Olefin epoxidation by peroxo complexes of Cr, Mo, and W. A comparative density functional study

The epoxidation of olefins by peroxo complexes of Cr(VI), Mo(VI) and W(VI) was investigated using the B3LYP hybrid density functional method. For the mono- and bisperoxo model complexes with the structures (NH₃)(L)M(O)(2- n)(η²-O₂)(1+n) (n = 0, 1; L = none, NH₃; M = Cr, Mo, W) and ethylene as model olefin, two reaction mechanism were considered, direct oxygen transfer and a two-step insertion into the metal-peroxo bond. The calculations reveal that direct attack of the nucleophilic olefin on an electrophilic peroxo oxygen center via a transition state of spiro structure is preferred as significantly higher activation barriers were calculated for the insertion mechanism than for the direct mechanism. W complexes are the most active in the series investigated with the calculated activation barriers of direct oxygen transfer to ethylene decreasing in the order Cr > Mo > W. Barriers of bisperoxo species are lower than those of the corresponding monoperoxo species.
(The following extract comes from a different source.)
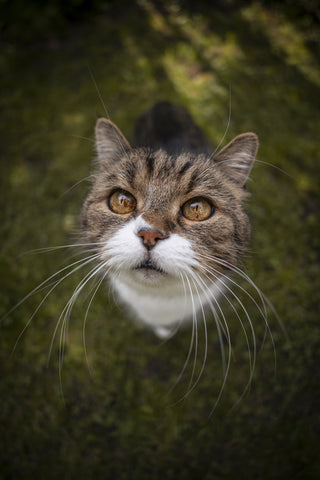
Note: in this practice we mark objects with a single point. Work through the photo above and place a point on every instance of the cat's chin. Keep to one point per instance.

Coordination of a second NH₃ base ligand to the mono-coordinated species, (NH₃)M(O)₂(η²-O₂) and (NH₃)MO(η²-O₂)₂, results in a significant increase of the activation barrier which deactivates the complex. Finally, based on a molecular orbital analysis, we discuss factors that govern the activity of the metal peroxo group M(η²-O₂), in particular the role of metal center.